L'Europe bancaire se porte-t-elle mieux aujourd'hui qu'il y a six mois ? Difficile à dire, à la lecture de l'étude sur le secteur réalisée chaque semestre par EY (ex-Ernst & Young), dont le dernier opus a été publié le 23 juin. D'un côté, sur les 294 banques interrogées par le cabinet d'audit, pas moins de 22 sont convaincues qu'il leur faudra lever des capitaux propres, à l'issue des tests de résistance que la Banque centrale européenne (BCE) s'apprête à faire passer au secteur, avant d'en endosser la supervision, en novembre.

 Et 43 établissements supplémentaires n'excluent pas que les "stress tests" ne les trouvent insuffisamment capitalisés pour surmonter des chocs économiques et financiers de grande ampleur, ce qui les obligeraient, eux aussi, à lever de l'argent frais. Au total, c'est donc près d'un quart (22%) des banques sondées par EY qui pourrait avoir besoin de fonds propres supplémentaires dans les prochains mois. Et ce, bien que les banques européennes, dans la perspective des tests de résistance, aient déjà levé 35 milliards de dollars de fonds propres depuis janvier, un bond de 70% par rapport à la même période de l'année précédente.

 60% des banques tablent sur une hausse de leurs performances financières au cours des 6 prochains mois

 Paradoxalement, près des deux tiers (64%) des établissements de crédit interrogés par le cabinet d'audit estiment que leur environnement économique s'améliore. A tel point que 60% d'entre eux tablent sur une hausse de leurs performances financières au cours des six prochains mois, et que la moitié des banques sondées pense être en mesure d'assouplir les conditions d'octroi de prêts aux particuliers et aux entreprises. Au second semestre 2013, elles n'étaient que 44% à se trouver dans de si heureuses dispositions à l'égard de leurs clients.

"Il est difficile d'expliquer pourquoi les banques sont optimistes au sujet de la reprise économique, alors que, dans le même temps, elles reconnaissent qu'il leur faudra lever des capitaux supplémentaires dans les prochains mois",

admet Luc Valverde, associé chez EY. Mais ce dernier a sa petite idée sur ce paradoxe : "En examinant les résultats de l'enquête plus attentivement, il devient clair qu'il existe une dichotomie croissante entre les banques européennes fortes et les faibles." De fait, 4% seulement des banques allemandes pensent qu'il leur faudra lever des fonds propres à l'issue des "stress tests", alors que plus d'un tiers (35%) de leurs concurrentes espagnoles se doutent qu'elles ne couperont pas à une recapitalisation.

 4% des banquiers espèrent une hausse à deux chiffres de leur rémunération

 Certes, l'écart semble se creuser entre les bons et les mauvais élèves de l'Europe bancaire mais l'optimisme des premiers est tout relatif : bien que 60% des banques interrogées anticipent une amélioration de leurs performances financières au cours des six prochains mois, elles ne tablent en moyenne que sur une hausse de 1,6% de leur rentabilité des capitaux propres (ROE, return on equity, en anglais). C'est dire si, dans un contexte de reprise économique très poussive, les banques européennes sont encore nombreuses à devoir jouer sur le levier des économies pour augmenter leur ROE. Ainsi, plus d'un tiers (38%) d'entre elles prévoient encore de réduire leurs effectifs dans les six prochains mois, principalement dans la banque de détail [collecte de l'épargne et distribution de crédits ; Ndlr] et les fonctions support.

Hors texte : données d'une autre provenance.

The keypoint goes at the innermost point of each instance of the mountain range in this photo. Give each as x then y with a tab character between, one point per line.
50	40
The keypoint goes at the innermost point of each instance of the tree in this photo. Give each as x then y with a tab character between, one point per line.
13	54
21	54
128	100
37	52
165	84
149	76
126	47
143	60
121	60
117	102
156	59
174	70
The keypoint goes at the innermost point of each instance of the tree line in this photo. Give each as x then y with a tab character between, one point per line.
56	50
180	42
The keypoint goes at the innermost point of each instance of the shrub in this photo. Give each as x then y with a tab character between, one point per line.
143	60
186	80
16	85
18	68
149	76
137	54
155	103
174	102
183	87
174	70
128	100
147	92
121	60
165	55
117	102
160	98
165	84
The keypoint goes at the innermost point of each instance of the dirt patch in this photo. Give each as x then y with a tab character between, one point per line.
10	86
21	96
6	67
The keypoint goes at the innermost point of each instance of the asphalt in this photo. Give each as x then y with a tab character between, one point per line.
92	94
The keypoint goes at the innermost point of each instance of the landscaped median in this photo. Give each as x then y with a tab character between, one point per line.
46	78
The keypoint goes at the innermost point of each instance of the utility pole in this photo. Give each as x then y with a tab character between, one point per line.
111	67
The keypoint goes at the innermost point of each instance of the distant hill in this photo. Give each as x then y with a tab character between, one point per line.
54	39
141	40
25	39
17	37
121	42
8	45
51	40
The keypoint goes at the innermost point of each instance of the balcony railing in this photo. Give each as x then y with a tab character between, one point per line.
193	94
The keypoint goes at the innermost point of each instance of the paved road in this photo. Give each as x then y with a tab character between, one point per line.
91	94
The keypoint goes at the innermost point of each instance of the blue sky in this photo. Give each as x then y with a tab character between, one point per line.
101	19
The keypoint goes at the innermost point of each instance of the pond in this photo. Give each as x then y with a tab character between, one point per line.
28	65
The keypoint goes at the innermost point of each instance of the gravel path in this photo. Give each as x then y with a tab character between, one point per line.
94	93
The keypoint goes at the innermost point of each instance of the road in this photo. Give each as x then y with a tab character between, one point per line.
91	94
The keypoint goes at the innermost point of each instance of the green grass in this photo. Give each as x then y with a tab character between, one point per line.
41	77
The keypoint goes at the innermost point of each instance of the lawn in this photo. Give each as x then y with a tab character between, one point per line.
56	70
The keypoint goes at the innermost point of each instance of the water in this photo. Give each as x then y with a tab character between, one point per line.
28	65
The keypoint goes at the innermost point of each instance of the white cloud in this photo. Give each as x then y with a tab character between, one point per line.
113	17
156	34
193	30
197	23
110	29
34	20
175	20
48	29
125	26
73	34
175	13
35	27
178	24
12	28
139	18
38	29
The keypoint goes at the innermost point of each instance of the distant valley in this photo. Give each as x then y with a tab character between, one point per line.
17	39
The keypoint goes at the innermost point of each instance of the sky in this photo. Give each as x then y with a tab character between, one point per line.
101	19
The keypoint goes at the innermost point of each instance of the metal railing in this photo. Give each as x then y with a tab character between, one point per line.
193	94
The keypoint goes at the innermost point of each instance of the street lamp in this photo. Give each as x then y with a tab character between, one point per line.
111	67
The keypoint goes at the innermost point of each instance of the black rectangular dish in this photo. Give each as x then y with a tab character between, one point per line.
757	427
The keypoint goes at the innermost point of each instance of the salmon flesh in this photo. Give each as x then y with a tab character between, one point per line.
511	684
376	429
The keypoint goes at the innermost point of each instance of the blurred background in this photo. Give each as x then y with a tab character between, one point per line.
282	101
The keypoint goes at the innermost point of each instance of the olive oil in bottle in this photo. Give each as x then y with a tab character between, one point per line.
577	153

 Conséquence, la plupart des banquiers ne se bercent pas d'illusions, qui pronostiquent une stagnation de leur rémunération (salaire fixe et bonus) cette année, selon EY. Le cabinet d'audit souligne néanmoins que 4% des banquiers espèrent tout de même une hausse à…deux chiffres de leurs émoluments. "Une progression des rémunérations à deux chiffres, c'est ce à quoi on assiste dans les banques d'investissement américaines. Pour rester compétitives, leurs concurrentes européennes devront s'aligner", explique Steven Lewis, analyste chez EY. Et ça, les banquiers d'affaires européens ne le savent que trop bien.